The mystery may never be solved where we’re concerned, as any information about who might be responsible will not be made public. Most patients have fully recovered. About one-quarter had symptoms that persisted for long periods or remain to this day.

KENYA

Costs of Contention

The political crisis engendered by Kenya’s disputed presidential election has hit the country where it hurts, adding to the impact of a drought to drag economic growth down to its slowest pace in five years, according to the World Bank.

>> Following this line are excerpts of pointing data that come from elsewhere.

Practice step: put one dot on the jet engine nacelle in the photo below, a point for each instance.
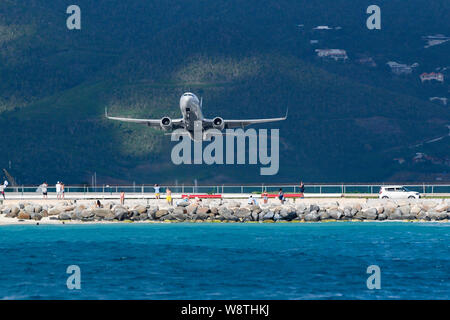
(166, 124)
(218, 123)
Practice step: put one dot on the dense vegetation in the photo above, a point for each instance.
(347, 122)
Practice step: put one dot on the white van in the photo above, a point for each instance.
(397, 192)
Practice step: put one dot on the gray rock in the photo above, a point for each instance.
(269, 215)
(65, 216)
(86, 214)
(323, 215)
(396, 215)
(161, 213)
(422, 215)
(191, 209)
(102, 213)
(370, 214)
(336, 214)
(288, 214)
(382, 216)
(242, 213)
(54, 211)
(29, 209)
(405, 210)
(312, 216)
(140, 209)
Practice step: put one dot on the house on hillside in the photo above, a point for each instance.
(336, 54)
(432, 76)
(399, 68)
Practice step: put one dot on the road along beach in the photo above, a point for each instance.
(219, 210)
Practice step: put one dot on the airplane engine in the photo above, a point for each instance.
(166, 124)
(218, 123)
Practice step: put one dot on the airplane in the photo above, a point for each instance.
(191, 110)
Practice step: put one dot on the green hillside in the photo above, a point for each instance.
(347, 122)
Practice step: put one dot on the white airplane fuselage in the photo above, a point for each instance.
(191, 110)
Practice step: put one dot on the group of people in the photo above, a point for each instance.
(280, 196)
(59, 187)
(3, 187)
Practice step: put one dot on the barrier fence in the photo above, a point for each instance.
(347, 189)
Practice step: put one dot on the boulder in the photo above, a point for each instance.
(54, 211)
(443, 215)
(180, 214)
(288, 214)
(370, 214)
(140, 209)
(405, 210)
(382, 216)
(441, 207)
(29, 209)
(110, 216)
(242, 213)
(122, 215)
(323, 215)
(24, 215)
(86, 214)
(348, 212)
(415, 210)
(396, 215)
(312, 216)
(336, 214)
(191, 209)
(161, 213)
(102, 213)
(269, 215)
(65, 215)
(15, 210)
(422, 215)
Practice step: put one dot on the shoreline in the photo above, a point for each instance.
(223, 211)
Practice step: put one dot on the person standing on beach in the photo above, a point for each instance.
(62, 190)
(169, 196)
(265, 197)
(44, 190)
(2, 191)
(58, 190)
(281, 196)
(302, 189)
(157, 195)
(122, 197)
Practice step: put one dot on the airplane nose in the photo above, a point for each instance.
(185, 101)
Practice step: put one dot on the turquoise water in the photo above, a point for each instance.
(226, 261)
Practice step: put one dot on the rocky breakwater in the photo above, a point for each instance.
(237, 211)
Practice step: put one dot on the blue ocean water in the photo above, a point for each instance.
(226, 261)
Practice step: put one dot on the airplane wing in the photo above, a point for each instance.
(230, 124)
(156, 123)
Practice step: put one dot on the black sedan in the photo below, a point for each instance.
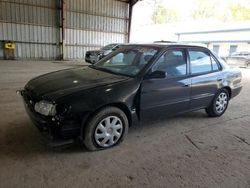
(136, 83)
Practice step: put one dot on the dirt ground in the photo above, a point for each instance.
(190, 150)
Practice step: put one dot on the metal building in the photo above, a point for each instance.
(62, 29)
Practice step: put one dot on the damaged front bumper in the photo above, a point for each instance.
(53, 133)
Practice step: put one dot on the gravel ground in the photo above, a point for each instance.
(189, 150)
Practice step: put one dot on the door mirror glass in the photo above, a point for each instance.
(156, 74)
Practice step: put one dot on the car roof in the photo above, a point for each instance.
(166, 44)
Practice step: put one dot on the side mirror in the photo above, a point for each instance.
(157, 74)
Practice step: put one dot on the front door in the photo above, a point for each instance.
(170, 94)
(205, 78)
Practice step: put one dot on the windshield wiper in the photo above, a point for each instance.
(107, 70)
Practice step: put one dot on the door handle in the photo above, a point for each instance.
(186, 85)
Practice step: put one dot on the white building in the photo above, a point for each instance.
(222, 40)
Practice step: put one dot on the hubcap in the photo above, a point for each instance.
(221, 103)
(108, 131)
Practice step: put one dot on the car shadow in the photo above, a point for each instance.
(22, 139)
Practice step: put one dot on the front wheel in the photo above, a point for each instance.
(105, 129)
(219, 104)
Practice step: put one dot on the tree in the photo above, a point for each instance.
(164, 15)
(204, 9)
(239, 12)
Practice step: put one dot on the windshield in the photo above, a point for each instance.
(126, 61)
(109, 47)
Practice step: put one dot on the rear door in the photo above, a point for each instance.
(205, 77)
(169, 95)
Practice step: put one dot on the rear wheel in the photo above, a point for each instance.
(219, 104)
(105, 129)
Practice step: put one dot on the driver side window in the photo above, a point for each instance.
(172, 62)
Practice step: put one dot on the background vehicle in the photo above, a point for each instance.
(241, 59)
(96, 55)
(138, 82)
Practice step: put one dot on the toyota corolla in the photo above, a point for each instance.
(97, 104)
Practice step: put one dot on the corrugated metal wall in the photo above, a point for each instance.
(91, 24)
(34, 25)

The World Bank this week cut its 2017 growth estimate for Kenya’s economy to 4.9 percent from an April forecast of 5.5 percent, Reuters reported.

After the Supreme Court nullified the Aug. 8 poll re-electing incumbent President Uhuru Kenyatta and ordered a re-run that was boycotted by the opposition, private investment has slowed due to political risk. Meanwhile, a drought has already driven up inflation and reduced consumer demand, the bank said.

The crisis isn’t over yet. While Kenyatta has been sworn in for a second five-year term, opposition leader Raila Odinga has said he will hold a parallel “swearing-in” ceremony next week.

Nevertheless, the bank expects the economy to rebound to 5.5 percent in 2018 and 5.9 percent in 2019.

DISCOVERIES

Out of the Ashes

More than 30 years ago, the Chernobyl disaster was one of the worst nuclear accidents in history, with a release of radiation 10 times larger than the atomic bomb dropped on Hiroshima during World War Two.

But soon enough it could be the epicenter of solar power for Eastern Europe.

Ukrainian and German energy companies recently announced a partnership to develop a $1.2 million project to build a one-megawatt solar farm near Chernobyl’s reactor, Business Insider reported.

The area surrounding the nuclear site is still largely desolate and the soil is too radioactive for farming, so the Ukrainian government is offering cheap prices for feed-in tariffs, or the amount companies receive for providing electricity into the grid.

Construction on the site will start in December, and the companies are hoping to build 99 megawatts of solar panels to supply the area.

It’s still a far cry from the previous nuclear reactor, which had four 1,000 megawatt reactors.

But with wildlife already flourishing in the aftermath of the nuclear accident, it seems so too could a new business built from the ashes of that disaster.